Alors que la tech rencontre une contestation inédite, l’éthique de la technologie bénéficie d’un vif regain d’intérêt, explique Wu. Le but : apporter aux professionnels de la technologie une conscience sociale… pour redresser la crédibilité du secteur ! « Pourtant, en positionnant l’éthique comme la boussole morale de la technologie, l’informatique académique nie le fait que ses propres outils intellectuels sont la source du pouvoir dangereux de l’industrie technologique ». Pour Wu, le problème réside dans l’idéologie même de la tech. « Ce n’est pas seulement que l’enseignement de l’ingénierie apprend aux étudiants à penser que tous les problèmes méritent des solutions techniques (ce qui est certainement le cas) ; le programme est surtout construit autour de tout un système de valeurs qui ne connaît que les fonctions d’utilité, les manipulations symboliques et la maximisation des objectifs. »
L’informatique, une idéologie du statu quo ?
Wu raconte avoir assisté au premier cours sur l’éthique des données proposé par Stanford au printemps 2018. Dans un exercice proposé aux élèves, l’enjeu était d’interroger un jeu de données provenant d’un site web qui avait révélé les noms des donateurs à des organisations qui soutenaient le seul mariage hétérosexuel. Les étudiants étaient appelés à faire des propositions pour résoudre le problème. Pour Wu pourtant, le problème n’était pas la question de la granularité des données (c’est-à-dire jouer sur la visibilité du montant des dons par exemple, comme de faire passer l’obligation d’afficher les noms des donateurs à partir d’un montant plus élevé pour éviter qu’ils soient pointés du doigt, comme le proposaient des étudiants) qu’un enjeu politique qui consiste à organiser la politique depuis des dons financiers. Cette proposition à sortir du seul cadre des paramètres accessibles a mis fin aux discussions. Pour Wu, ce petit exemple illustre à lui seul « l’idéologie du statu quo » qui structure l’enseignement de l’informatique. C’est comme si en informatique, l’enjeu premier était de ne pas prendre parti ou de ne pas faire de politique… Comme si tout n’était question que de paramètres à régler.
La science informatique a visiblement largement intégré la discipline de l’esprit qu’évoquait Jeff Schmidt dans son Disciplined Minds (2000, non traduit), un livre qui critiquait justement la socialisation et la formation des professionnels qui consiste trop souvent à ne pas faire de vagues. En 4 ans d’informatique à Berkeley et Stanford, rapporte Wu, à l’exception d’un cours d’éthique, les enseignants ne nous ont jamais suggéré d’examiner de manière critique les problèmes techniques, souligne-t-il. « Les questions dites « douces » sur la société, l’éthique, la politique et l’humanité étaient silencieusement considérées comme intellectuellement inintéressantes. Elles étaient indignes de nous en tant que scientifiques ; notre travail consistait à résoudre les problèmes qui nous étaient soumis, et non à nous demander quels problèmes nous devions résoudre en premier lieu. Et nous avons appris à le faire bien trop bien. »
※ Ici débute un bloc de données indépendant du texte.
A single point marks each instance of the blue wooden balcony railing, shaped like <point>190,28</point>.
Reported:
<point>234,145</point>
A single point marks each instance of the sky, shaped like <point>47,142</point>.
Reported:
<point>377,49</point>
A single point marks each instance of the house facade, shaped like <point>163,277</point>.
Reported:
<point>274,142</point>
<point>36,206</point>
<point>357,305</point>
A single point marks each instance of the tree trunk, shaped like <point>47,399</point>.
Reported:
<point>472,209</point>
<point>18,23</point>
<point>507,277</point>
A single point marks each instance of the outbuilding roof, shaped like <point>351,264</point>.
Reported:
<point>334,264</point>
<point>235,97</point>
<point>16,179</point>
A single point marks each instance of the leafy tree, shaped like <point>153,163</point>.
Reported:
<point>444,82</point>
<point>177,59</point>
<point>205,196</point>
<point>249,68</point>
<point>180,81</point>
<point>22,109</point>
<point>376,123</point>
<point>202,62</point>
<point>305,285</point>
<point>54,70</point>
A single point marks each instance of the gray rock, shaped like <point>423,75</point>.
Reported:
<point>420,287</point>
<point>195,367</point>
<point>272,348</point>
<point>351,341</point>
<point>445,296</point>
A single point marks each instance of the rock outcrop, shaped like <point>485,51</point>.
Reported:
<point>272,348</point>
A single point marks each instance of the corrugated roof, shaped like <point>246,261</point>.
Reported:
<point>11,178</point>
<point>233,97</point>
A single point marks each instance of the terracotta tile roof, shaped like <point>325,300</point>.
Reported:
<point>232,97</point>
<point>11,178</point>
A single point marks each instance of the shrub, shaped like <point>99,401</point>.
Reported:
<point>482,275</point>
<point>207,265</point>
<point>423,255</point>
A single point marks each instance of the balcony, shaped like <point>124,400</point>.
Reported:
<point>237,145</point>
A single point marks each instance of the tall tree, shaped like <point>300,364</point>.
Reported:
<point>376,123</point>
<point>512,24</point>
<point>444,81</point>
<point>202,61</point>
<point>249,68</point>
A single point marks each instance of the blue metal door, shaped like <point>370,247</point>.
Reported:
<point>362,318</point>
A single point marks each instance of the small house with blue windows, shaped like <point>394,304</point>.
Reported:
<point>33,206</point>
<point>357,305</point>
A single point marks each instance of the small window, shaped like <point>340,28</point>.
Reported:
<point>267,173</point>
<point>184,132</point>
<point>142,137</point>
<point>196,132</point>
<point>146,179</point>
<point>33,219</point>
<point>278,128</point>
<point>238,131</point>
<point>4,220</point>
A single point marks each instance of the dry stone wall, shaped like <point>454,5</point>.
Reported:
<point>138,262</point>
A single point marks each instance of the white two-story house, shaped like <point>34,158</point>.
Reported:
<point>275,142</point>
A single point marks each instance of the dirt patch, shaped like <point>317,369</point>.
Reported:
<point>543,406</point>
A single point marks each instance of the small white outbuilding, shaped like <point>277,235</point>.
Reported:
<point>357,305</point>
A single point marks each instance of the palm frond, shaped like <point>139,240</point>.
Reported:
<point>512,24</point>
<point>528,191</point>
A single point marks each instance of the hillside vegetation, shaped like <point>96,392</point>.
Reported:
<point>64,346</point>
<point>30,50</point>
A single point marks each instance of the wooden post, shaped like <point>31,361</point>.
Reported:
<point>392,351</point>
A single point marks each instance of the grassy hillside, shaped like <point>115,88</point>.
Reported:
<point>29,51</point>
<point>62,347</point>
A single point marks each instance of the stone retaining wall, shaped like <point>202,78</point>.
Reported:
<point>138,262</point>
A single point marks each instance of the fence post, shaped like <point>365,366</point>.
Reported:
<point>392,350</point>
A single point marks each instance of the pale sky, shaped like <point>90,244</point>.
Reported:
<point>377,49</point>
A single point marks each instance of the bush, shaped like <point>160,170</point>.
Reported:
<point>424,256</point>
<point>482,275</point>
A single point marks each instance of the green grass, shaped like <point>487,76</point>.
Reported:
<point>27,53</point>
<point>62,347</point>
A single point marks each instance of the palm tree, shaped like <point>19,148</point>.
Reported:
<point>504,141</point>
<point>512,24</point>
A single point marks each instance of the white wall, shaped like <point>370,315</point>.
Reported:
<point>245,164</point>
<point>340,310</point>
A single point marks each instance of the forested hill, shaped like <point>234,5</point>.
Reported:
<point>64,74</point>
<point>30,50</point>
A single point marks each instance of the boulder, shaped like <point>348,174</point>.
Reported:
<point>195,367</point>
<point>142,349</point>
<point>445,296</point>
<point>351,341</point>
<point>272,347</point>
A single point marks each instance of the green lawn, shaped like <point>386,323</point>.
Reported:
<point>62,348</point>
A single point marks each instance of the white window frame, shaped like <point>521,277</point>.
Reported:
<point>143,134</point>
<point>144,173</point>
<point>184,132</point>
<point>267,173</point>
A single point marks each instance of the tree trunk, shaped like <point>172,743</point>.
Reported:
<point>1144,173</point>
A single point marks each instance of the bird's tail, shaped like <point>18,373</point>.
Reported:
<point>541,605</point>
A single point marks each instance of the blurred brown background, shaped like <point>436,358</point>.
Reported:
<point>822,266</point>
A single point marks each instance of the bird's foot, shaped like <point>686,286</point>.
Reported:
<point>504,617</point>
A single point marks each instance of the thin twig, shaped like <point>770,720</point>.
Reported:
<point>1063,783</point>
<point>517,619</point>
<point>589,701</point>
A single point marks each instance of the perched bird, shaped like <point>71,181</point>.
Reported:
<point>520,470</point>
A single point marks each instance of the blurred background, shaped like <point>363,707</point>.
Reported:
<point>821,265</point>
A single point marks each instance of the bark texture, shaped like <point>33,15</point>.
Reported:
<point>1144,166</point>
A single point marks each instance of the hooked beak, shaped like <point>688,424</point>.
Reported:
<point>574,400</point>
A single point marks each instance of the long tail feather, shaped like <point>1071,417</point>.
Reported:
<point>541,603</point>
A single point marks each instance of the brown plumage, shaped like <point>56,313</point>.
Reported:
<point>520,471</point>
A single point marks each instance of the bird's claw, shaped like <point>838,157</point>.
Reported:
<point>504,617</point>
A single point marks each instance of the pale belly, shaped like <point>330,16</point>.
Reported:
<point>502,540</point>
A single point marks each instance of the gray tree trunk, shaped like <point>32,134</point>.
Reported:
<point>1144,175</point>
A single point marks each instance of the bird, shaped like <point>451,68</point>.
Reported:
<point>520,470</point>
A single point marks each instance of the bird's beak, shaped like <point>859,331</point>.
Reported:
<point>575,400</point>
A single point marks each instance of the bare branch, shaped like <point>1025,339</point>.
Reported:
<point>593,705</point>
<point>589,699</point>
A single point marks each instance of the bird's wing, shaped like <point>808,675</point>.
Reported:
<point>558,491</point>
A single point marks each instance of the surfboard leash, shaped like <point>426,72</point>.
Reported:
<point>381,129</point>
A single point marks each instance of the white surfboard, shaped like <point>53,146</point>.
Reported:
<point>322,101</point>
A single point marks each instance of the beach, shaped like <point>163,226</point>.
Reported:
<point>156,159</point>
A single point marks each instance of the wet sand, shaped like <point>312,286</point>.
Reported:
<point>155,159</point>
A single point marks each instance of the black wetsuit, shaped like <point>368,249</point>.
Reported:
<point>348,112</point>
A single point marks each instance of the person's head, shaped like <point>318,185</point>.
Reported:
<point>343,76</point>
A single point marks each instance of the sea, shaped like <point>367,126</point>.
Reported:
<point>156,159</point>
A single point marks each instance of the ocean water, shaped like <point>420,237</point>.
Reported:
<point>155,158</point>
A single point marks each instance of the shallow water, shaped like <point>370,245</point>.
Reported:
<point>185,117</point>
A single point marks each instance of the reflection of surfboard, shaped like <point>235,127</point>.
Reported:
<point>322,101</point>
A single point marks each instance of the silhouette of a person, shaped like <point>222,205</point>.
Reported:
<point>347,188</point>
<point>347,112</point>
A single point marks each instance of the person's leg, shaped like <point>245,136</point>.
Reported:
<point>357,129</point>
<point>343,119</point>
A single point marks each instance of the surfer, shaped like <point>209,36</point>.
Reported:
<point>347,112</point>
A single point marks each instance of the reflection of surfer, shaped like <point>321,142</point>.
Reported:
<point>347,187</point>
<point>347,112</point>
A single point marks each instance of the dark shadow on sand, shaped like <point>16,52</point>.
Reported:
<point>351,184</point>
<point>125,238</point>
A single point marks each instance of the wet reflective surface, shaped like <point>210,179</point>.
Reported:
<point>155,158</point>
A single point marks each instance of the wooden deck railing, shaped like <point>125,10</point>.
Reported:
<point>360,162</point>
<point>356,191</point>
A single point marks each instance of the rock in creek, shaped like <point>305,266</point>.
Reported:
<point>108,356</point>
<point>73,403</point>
Pour Wu, l’enseignement technique est directement responsable du technosolutionnisme. Des programmes d’études qui exposent « la primauté du code et des manipulations symboliques engendrent des diplômés qui s’attaquent à tous les problèmes sociaux à l’aide de logiciels et d’algorithmes ». En cours d’éthique, les questions de politiques et d’orientation étaient réduites à des problèmes techniques. Wu fait référence à un cours très populaire sur l’optimisation mathématique donné par Stephen Boyd à Stanford. « Dans le monde de l’informatique et des mathématiques, un « problème d’optimisation » est toute situation dans laquelle nous avons des quantités variables que nous voulons fixer, une fonction objective à maximiser ou à minimiser, et des contraintes sur les variables ». Pour Boyd d’ailleurs « tout est un problème d’optimisation » ! Tout peut être modélisé, tout peut-être exprimé en fonction d’un critère d’utilité selon des critères plus ou moins grossiers. Une affirmation des plus banales pour ces étudiants. Pour Wu, nous sommes là face à un marqueur de l’état des sciences informatiques.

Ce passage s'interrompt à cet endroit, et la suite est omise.